When The Annapolis Area Christian School (AACS) decided to build a 700-seat auditorium on its Upper School campus in adjacent Severn, MD, school representatives knew what they wanted: an AV system to accommodate a range of productions from musical events to spoken-word programs.
In late 2003, they met with Ivan Baran and a team from Arc Light Entertainment, a Baltimore-based custom AV and control systems contractor. Arc Light's three partners-Todd Neal, Gary Conrad and Baran-all experienced in commercial design and installation, founded the company in 1999 to address a burgeoning residential market.
"We leaned back on our commercial roots after 9/11," Baran says. "AACS approached us through acoustician Gerald Henning of Henning Associates (Rockville, MD).

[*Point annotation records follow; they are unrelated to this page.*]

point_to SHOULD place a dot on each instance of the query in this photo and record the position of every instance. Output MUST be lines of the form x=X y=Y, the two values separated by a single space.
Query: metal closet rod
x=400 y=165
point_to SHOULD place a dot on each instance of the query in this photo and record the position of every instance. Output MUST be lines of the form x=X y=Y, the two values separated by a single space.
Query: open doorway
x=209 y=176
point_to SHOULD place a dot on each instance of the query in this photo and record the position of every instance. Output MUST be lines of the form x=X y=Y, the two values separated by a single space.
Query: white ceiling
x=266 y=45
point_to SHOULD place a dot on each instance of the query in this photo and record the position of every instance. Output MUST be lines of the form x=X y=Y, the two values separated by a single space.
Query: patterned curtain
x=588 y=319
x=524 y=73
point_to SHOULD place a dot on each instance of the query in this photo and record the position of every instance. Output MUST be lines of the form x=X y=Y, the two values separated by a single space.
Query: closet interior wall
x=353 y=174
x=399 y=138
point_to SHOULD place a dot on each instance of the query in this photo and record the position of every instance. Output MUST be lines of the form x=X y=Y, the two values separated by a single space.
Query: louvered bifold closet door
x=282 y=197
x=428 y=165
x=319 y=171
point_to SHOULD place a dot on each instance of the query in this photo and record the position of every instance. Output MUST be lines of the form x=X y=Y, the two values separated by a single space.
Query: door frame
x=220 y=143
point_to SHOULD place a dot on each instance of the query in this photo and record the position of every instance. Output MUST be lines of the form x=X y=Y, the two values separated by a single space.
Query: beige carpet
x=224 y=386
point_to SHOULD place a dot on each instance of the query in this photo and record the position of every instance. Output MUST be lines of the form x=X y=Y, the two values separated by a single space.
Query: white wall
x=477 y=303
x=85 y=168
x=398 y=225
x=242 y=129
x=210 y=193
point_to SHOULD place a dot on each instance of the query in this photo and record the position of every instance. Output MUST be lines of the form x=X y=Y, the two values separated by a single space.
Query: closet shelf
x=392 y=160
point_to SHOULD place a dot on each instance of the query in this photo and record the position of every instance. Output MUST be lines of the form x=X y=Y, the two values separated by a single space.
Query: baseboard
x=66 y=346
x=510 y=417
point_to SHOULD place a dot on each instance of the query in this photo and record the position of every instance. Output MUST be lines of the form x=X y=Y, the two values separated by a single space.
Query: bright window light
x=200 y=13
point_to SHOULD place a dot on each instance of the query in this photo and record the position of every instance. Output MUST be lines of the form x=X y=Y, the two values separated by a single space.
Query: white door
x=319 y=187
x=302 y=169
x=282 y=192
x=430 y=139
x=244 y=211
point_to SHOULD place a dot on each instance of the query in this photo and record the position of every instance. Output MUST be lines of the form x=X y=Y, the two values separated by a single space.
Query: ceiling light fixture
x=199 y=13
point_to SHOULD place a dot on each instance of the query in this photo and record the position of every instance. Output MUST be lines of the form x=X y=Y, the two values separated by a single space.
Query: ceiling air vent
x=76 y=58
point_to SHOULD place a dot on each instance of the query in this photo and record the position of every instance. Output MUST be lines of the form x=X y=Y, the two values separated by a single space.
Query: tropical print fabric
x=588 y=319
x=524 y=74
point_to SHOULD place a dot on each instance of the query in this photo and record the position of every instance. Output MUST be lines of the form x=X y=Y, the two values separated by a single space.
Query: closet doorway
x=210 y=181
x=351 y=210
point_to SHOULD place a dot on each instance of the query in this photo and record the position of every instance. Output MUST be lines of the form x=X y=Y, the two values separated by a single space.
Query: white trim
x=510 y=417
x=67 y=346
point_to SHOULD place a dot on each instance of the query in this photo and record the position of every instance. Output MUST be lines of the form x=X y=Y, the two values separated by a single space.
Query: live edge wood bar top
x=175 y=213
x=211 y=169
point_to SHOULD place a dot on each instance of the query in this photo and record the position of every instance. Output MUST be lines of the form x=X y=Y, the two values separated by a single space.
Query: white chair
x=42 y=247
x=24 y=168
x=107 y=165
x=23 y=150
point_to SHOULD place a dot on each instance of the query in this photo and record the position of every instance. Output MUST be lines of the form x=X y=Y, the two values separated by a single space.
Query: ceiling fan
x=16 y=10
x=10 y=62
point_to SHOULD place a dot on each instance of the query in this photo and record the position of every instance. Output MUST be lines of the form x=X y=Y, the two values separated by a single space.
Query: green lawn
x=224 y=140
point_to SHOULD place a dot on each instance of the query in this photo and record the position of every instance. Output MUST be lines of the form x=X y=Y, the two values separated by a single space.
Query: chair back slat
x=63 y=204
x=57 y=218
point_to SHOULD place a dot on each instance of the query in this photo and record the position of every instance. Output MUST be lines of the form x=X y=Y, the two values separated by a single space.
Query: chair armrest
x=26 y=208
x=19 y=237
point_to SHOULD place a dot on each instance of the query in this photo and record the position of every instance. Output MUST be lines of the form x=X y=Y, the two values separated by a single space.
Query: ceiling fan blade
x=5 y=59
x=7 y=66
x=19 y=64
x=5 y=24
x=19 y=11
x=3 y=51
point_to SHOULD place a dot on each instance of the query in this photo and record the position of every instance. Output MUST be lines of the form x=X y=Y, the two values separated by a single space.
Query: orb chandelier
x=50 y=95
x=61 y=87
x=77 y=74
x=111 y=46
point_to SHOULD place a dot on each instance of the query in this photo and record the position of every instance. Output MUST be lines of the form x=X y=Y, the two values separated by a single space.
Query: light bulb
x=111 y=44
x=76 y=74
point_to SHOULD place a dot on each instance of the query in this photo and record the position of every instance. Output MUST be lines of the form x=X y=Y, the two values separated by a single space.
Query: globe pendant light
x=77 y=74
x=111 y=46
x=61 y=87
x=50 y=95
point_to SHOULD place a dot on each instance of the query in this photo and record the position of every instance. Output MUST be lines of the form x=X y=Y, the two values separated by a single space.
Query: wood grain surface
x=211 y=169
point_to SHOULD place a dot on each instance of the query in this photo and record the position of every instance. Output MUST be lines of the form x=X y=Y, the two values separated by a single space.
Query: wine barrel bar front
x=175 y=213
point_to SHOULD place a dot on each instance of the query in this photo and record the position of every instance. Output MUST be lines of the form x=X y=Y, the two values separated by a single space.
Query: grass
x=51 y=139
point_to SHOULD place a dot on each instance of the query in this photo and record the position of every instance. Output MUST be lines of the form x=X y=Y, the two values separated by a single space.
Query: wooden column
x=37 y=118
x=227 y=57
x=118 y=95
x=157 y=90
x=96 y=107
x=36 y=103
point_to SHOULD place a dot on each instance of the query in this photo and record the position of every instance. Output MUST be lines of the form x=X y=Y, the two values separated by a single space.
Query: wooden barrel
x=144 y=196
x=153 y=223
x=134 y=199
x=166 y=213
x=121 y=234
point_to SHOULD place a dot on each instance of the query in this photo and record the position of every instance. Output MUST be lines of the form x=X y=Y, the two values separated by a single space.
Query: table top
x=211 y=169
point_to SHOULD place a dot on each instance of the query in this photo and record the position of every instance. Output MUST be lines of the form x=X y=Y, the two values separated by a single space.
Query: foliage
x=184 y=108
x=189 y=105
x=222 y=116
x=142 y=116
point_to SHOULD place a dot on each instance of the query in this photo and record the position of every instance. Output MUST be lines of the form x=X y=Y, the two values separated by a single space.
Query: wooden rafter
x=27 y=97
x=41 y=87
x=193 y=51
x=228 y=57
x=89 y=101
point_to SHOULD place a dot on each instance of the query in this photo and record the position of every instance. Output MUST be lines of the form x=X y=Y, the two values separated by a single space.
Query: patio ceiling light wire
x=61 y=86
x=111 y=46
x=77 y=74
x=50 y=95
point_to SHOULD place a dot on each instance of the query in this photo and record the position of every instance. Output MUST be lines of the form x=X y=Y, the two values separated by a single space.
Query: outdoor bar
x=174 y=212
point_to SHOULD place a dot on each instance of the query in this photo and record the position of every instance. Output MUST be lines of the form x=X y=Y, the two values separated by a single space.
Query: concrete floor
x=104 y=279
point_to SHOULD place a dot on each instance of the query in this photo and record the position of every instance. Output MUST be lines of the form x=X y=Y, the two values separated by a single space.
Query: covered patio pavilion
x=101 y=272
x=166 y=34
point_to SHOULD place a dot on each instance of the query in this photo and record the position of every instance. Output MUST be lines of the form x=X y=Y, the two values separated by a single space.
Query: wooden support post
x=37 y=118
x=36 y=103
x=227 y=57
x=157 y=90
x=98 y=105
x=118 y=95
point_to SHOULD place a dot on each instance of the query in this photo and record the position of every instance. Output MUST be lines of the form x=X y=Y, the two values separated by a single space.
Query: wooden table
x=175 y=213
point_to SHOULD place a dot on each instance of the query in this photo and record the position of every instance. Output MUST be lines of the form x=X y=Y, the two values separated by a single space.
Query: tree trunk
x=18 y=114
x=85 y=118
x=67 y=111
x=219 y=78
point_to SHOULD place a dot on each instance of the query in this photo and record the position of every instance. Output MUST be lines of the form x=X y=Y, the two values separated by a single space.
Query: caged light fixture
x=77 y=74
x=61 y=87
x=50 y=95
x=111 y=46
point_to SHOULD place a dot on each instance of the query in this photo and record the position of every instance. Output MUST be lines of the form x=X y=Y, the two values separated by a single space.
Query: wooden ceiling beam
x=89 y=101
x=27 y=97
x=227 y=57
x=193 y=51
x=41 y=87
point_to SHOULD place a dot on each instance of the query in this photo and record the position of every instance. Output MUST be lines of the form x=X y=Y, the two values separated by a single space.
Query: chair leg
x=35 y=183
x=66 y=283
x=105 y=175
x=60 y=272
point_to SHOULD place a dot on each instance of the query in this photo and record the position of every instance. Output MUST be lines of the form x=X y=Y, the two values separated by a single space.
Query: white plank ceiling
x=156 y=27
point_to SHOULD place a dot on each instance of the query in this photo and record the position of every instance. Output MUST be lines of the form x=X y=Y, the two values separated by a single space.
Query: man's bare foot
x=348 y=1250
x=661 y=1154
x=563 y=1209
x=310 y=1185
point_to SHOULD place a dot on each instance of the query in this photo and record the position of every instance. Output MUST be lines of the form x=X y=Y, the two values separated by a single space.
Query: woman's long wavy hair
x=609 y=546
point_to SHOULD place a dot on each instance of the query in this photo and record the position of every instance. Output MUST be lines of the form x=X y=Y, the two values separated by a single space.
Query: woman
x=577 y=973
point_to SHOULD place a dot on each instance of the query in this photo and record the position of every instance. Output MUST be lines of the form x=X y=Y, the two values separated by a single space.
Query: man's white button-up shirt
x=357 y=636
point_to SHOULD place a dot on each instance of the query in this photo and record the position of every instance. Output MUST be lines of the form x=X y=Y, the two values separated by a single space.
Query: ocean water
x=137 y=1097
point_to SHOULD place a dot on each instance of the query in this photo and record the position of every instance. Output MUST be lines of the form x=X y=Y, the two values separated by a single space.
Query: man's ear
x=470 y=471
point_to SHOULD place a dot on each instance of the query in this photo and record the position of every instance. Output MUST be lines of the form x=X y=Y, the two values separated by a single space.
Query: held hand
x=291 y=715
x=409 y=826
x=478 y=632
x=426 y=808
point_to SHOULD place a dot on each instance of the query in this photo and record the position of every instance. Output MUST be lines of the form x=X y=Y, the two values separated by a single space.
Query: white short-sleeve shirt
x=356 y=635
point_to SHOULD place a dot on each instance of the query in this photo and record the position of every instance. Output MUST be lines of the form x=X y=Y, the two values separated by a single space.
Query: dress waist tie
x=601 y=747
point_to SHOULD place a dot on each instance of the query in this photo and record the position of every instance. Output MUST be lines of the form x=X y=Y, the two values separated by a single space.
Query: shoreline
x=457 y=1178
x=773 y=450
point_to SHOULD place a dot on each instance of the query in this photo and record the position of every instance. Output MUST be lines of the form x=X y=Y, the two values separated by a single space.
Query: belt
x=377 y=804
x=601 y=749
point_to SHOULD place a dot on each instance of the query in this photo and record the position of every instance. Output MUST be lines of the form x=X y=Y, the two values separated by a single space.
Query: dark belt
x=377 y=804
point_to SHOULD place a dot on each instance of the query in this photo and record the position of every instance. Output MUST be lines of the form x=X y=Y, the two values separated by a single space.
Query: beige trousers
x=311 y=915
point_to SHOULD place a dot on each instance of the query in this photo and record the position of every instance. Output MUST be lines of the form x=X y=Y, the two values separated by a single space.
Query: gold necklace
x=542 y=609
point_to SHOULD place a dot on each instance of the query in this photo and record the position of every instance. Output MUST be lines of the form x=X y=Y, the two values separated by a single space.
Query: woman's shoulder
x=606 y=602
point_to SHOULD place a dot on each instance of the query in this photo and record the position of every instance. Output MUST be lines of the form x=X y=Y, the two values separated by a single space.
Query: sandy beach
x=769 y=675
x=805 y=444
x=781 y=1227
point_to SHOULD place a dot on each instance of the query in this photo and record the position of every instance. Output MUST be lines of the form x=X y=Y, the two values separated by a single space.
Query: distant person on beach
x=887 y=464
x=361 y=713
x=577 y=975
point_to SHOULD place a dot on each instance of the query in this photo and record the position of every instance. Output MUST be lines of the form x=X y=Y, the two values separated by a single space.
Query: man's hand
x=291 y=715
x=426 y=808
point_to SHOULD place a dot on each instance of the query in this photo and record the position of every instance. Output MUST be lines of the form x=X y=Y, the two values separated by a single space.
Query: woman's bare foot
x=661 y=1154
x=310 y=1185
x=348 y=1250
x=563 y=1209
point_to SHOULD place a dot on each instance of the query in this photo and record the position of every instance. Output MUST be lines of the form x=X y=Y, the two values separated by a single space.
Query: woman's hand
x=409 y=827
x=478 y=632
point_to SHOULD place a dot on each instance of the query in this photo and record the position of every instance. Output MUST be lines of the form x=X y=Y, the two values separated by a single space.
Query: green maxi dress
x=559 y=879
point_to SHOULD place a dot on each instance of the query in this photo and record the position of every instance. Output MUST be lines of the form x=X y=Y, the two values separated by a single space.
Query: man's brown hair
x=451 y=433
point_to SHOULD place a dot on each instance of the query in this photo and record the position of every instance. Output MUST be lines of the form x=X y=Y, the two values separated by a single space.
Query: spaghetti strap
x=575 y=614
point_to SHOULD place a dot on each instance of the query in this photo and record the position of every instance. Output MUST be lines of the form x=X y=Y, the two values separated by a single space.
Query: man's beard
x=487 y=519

The school was gearing up for construction of the auditorium, designed by RCG Architects, Baltimore."
Like many schools, AACS' budget was limited, so Baran recommended the project be divided into a design/build. "They needed a framework, that's the hardest part," he explains. "We got under contract to design and establish a budget first."
The main consideration, Baran says, was infrastructure. "We wanted to get the cable where it needed to be; it can always be augmented or changed out. The school wanted production intercom, but for budgetary reasons it didn't make sense to install the intercom equipment at the onset, as their needs didn't require its use. So the infrastructure was installed to give them an upgrade path. It was similar with video where we used a lot of cabling, all on patch bays to give them flexibility."
The result is a $115,000 operator-driven live sound reinforcement system, light on video, heavy on audio and ideal for its cadre of student operators. Arc Light chose a 32-channel Soundcraft LX7ii console. The operator can mix from the control room in the rear of house on the balcony level or from mix position under the balcony. The console, Baran says, proves to be an ideal and cost-effective starting point for system operators. "Consoles are always improving, and this one can easily be upgraded and relegated for other uses at the school."
Selection of the JBL Series AE (Application Engineered) center-cluster speaker system was made jointly by Baran, Andrew Rutkin of JBL Professional, and Gordon Jacobs of Polysonics of Remington, VA. "The clincher was Gordon, since he was doing the EASE modeling," Baran states. "We were confident in JBL's ability to perform in the space, and knew it could be easily arrayed. A JBL planar array kit reduced the number of rigging points needed. Once positions were known, we modeled in the clusters. The lefts and rights are singles, and the center is a group of five boxes. Custom steel frames were made to rig to the structure."
For projection, the choice was a Christie Digital LX-65 projector with the brightness and optical lenses required to shoot 70 feet to the 21 x 28-foot screen. "It's the right projector for the throw, it's the right price," Baran says, "and it can handle several types of inputs. During Chapel, it's used for PowerPoint presentations via an Extron interface."
Arc Light used Whirlwind to provide all the MASS cable assemblies to their requirements, making the installation process easier, Baran says. "With multi-pin contacts, there's intense site work, but by having them do custom put-ups, we minimized it."
"We approach all design/build projects with the question, 'Who are we building for, and what is the goal?' In this case, it was about a school," says Arc Light Entertainment's Ivan Baran.
Arc Light has had several universities on its client roster, with those projects geared toward tech classrooms and other instructional spaces. The AV system for the Annapolis Area Christian School was the company's first high school client.
"With students operating the system, the project presented a different set of challenges, and I didn't want to overwhelm them with more controls than they needed," Baran says. "We wanted to keep it refined and simple, user-friendly for several operators of varying levels of knowledge."
The Shure P4800, the processing brain that holds it all together, unburdened the students from tuning the system to the room, he says. "It limits the amount of control, so they can't get into trouble."
Because the AACS space was more performance, Baran and team were able to draw comparisons to another, less modest project in their portfolio, their work as subcontractors in renovations at the Kennedy Center Opera House.
"We parlayed a lot of that mindset into AACS," Baran notes. "The Opera House has a colossal system-and this doesn't need it, of course-but when you come down to the basics of reinforcing speech, music and video infrastructures, these elements always apply."